Она спрашивала его о здоровьи и занятіяхъ, уговаривала отдохнуть и переѣхать къ ней.

Все это она говорила весело, быстро и съ особеннымъ блескомъ въ глазахъ; но Алексѣй Александровичъ теперь не приписывалъ этому тону ея никакого значенія. Онъ слышалъ только ея слова и придавалъ имъ только тотъ прямой смыслъ, который они имѣли. И онъ отвѣчалъ ей просто, хотя и шутліво. Во всемъ разговорѣ этомъ не было ничего особеннаго, но никогда послѣ безъ мучительной боли стыда Анна не могла вспомнить всей этой короткой сцены.

Вошелъ Сережа, предшествуемый гувернанткой. Если бы Алексѣй Александровичъ позволилъ себѣ наблюдать, онъ замѣтилъ бы робкій, растерянный взглядъ, съ какимъ Сережа взглянулъ на отца, а потомъ на мать. Но онъ ничего не хотѣлъ видѣть и не видѣлъ.

— А, молодой человѣкъ! Онъ выросъ. Право, совсѣмъ мужчина дѣлается. Здравствуй, молодой человѣкъ.

И онъ подалъ руку испуганному Сережѣ.

Сережа, и прежде робкій въ отношеніи къ отцу, теперь, послѣ того какъ Алексѣй Александровичъ сталъ его звать молодымъ человѣкомъ и какъ ему зашла въ голову загадка о томъ, другъ или врагъ Вронскій, чуждался отца. Онъ, какъ бы прося защиты, оглянулся на мать. Съ одною матерью ему было хорошо.
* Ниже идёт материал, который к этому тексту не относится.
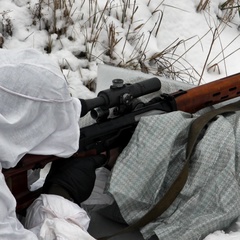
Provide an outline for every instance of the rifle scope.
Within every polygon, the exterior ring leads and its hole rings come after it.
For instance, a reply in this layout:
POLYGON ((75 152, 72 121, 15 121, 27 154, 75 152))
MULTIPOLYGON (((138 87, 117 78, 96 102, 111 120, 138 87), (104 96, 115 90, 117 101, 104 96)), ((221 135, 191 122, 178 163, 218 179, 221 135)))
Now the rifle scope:
POLYGON ((120 104, 128 104, 132 99, 161 89, 158 78, 150 78, 134 84, 124 84, 122 79, 114 79, 109 89, 98 93, 93 99, 79 99, 82 104, 81 117, 97 107, 109 109, 120 104))

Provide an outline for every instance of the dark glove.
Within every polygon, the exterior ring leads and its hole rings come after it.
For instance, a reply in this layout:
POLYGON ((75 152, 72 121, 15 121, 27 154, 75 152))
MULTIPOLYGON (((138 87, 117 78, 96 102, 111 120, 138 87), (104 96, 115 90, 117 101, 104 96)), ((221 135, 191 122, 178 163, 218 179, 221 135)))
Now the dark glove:
POLYGON ((54 161, 43 185, 43 193, 61 195, 80 204, 92 193, 96 168, 106 161, 104 155, 54 161))

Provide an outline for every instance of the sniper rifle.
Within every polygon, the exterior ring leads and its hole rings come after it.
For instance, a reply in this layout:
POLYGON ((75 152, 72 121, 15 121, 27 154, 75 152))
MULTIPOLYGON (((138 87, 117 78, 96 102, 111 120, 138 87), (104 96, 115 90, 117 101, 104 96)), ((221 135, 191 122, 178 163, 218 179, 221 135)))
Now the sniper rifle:
MULTIPOLYGON (((81 128, 78 156, 99 154, 115 147, 127 145, 142 116, 185 111, 194 113, 240 96, 240 74, 207 83, 189 90, 179 90, 172 94, 159 94, 150 101, 141 97, 160 90, 158 78, 151 78, 135 84, 124 84, 123 80, 113 80, 112 86, 99 92, 93 99, 80 99, 81 117, 91 113, 96 123, 81 128)), ((41 190, 28 190, 27 171, 43 168, 48 162, 58 160, 56 156, 25 155, 12 169, 3 169, 6 182, 17 201, 17 212, 21 213, 39 196, 41 190)))

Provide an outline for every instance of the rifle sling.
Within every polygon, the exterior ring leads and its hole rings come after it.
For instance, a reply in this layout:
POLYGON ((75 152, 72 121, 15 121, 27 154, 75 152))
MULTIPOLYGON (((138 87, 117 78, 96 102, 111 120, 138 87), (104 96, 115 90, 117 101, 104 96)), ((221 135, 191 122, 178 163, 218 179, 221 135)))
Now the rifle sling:
POLYGON ((196 118, 189 129, 188 132, 188 142, 186 146, 186 160, 185 164, 183 166, 182 171, 178 175, 177 179, 174 181, 174 183, 171 185, 171 187, 168 189, 166 194, 162 199, 158 201, 158 203, 148 212, 146 213, 141 219, 139 219, 137 222, 133 223, 132 225, 129 225, 128 227, 116 232, 115 234, 100 237, 98 240, 108 240, 114 236, 122 235, 125 233, 129 233, 132 231, 135 231, 137 229, 140 229, 144 226, 146 226, 148 223, 156 220, 164 211, 170 207, 170 205, 173 203, 173 201, 176 199, 178 194, 183 189, 187 178, 188 178, 188 167, 189 162, 191 159, 192 152, 194 150, 194 147, 197 143, 198 137, 203 130, 203 128, 207 125, 208 122, 213 120, 214 117, 217 115, 223 114, 223 113, 229 113, 229 112, 235 112, 240 110, 240 101, 228 104, 226 106, 223 106, 218 109, 214 109, 210 112, 207 112, 200 117, 196 118))

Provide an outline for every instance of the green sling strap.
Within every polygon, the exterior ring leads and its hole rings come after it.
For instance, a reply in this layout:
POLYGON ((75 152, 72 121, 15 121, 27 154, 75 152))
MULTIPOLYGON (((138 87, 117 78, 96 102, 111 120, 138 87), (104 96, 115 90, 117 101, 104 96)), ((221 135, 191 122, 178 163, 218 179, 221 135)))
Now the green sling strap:
POLYGON ((187 181, 188 167, 189 167, 191 155, 203 128, 207 125, 208 122, 213 120, 213 118, 216 117, 217 115, 220 115, 223 113, 235 112, 238 110, 240 110, 240 101, 228 104, 218 109, 214 109, 196 118, 192 122, 188 132, 188 142, 186 146, 186 160, 185 160, 183 169, 181 173, 178 175, 178 177, 176 178, 176 180, 174 181, 174 183, 171 185, 169 190, 166 192, 164 197, 160 199, 159 202, 137 222, 133 223, 132 225, 129 225, 128 227, 120 230, 119 232, 116 232, 115 234, 105 236, 105 237, 100 237, 98 238, 98 240, 108 240, 114 236, 121 235, 124 233, 129 233, 137 229, 140 229, 146 226, 148 223, 157 219, 164 211, 166 211, 168 207, 170 207, 170 205, 176 199, 178 194, 181 192, 181 190, 183 189, 187 181))

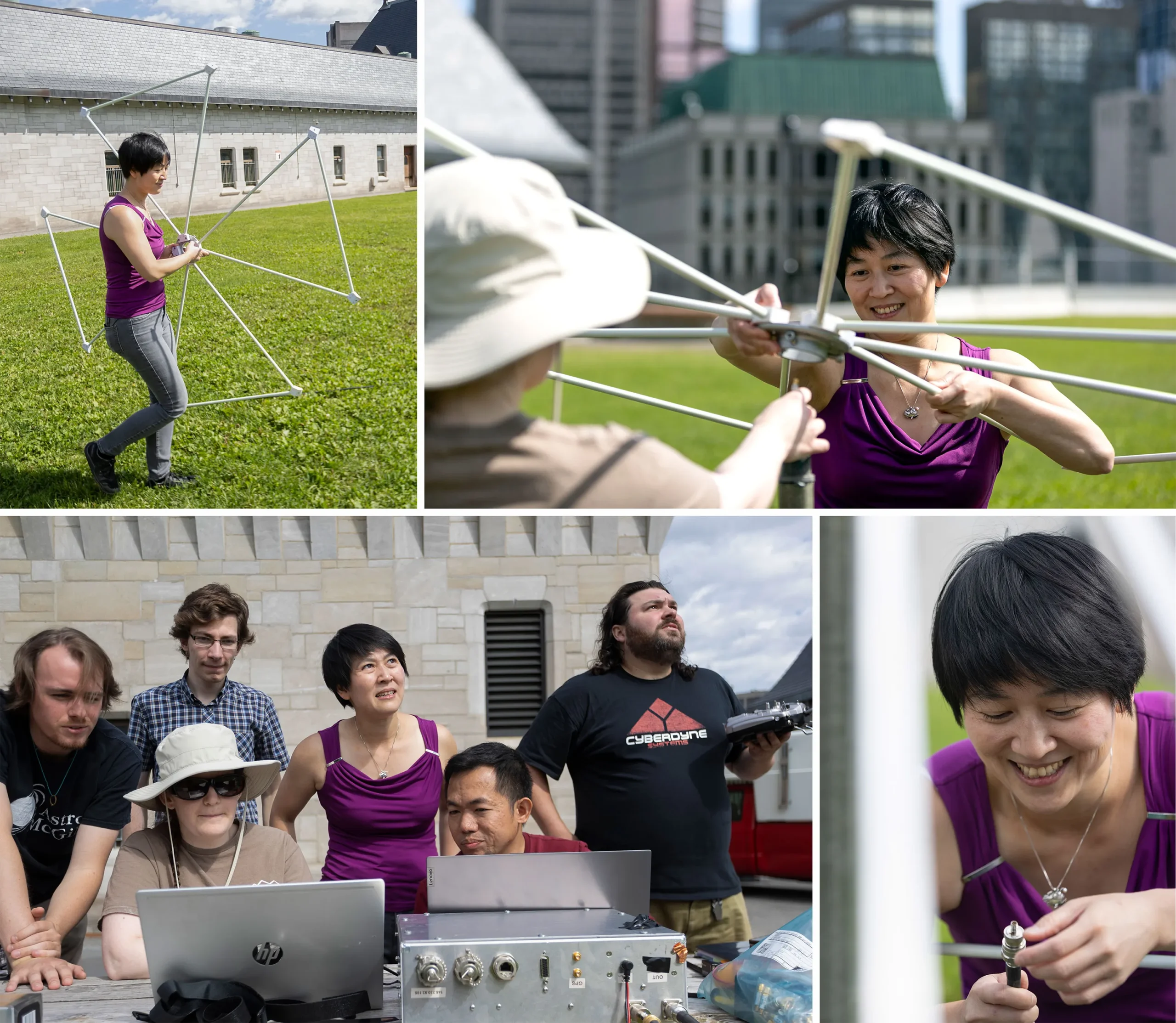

Алексѣй Александровичъ между тѣмъ, заговоривъ съ гувернанткой, держалъ сына за плечо, и Сережѣ было такъ мучительно неловко, что Анна видѣла, что онъ собирается плакать.

Анна, покраснѣвшая въ ту минуту, какъ вошелъ сынъ, замѣтивъ, что Сережѣ неловко, быстро вскочила, подняла съ плеча сына руку Алексѣя Александровича и, поцѣловавъ сына, повела его на террасу и тотчасъ же вернулась.

— Однако пора уже́, — сказала она, взглянувъ на свои часы, — что это Бетси не ѣдетъ!..

— Да, — сказалъ Алексѣй Александровичъ и, вставъ, заложилъ руки и потрещалъ ими. — Я заѣхалъ еще привезть тебѣ денегъ, [265]такъ какъ соловья баснями не кормятъ, — сказалъ онъ. — Тебѣ нужно, я думаю.

— Нѣтъ, не нужно… да, нужно, — сказала она, не глядя на него и краснѣя до корней волосъ. — Да ты, я думаю, заѣдешь сюда со скачекъ.

— О да! — отвѣчалъ Алексѣй Александровичъ. — Вотъ и краса Петергофа, княгиня Тверская, — прибавилъ онъ, взглянувъ въ окно на подъѣзжавшій англійскій, въ шорахъ, экипажъ съ чрезвычайно высоко поставленнымъ крошечнымъ кузовомъ коляски. — Какое щегольство! Прелесть! Ну, такъ поѣдемте и мы.

Княгиня Тверская не выходила изъ экипажа, а только ея въ штиблетахъ, пелеринкѣ и черной шляпѣ лакей соскочилъ у подъѣзда.

— Я иду, прощайте! — сказала Анна и, поцѣловавъ сына, подошла къ Алексѣю Александровичу и протянула ему руку. — Ты очень милъ, что пріѣхалъ.

Алексѣй Александровичъ поцѣловалъ ея руку.

— Ну, такъ до свиданья! Ты заѣдешь чай пить, и прекрасно! — сказала она и вышла, сіяющая и веселая. Но, какъ только она перестала видѣть его, она почувствовала то мѣсто на рукѣ, къ которому прикоснулись его губы, и съ отвращеніемъ вздрогнула.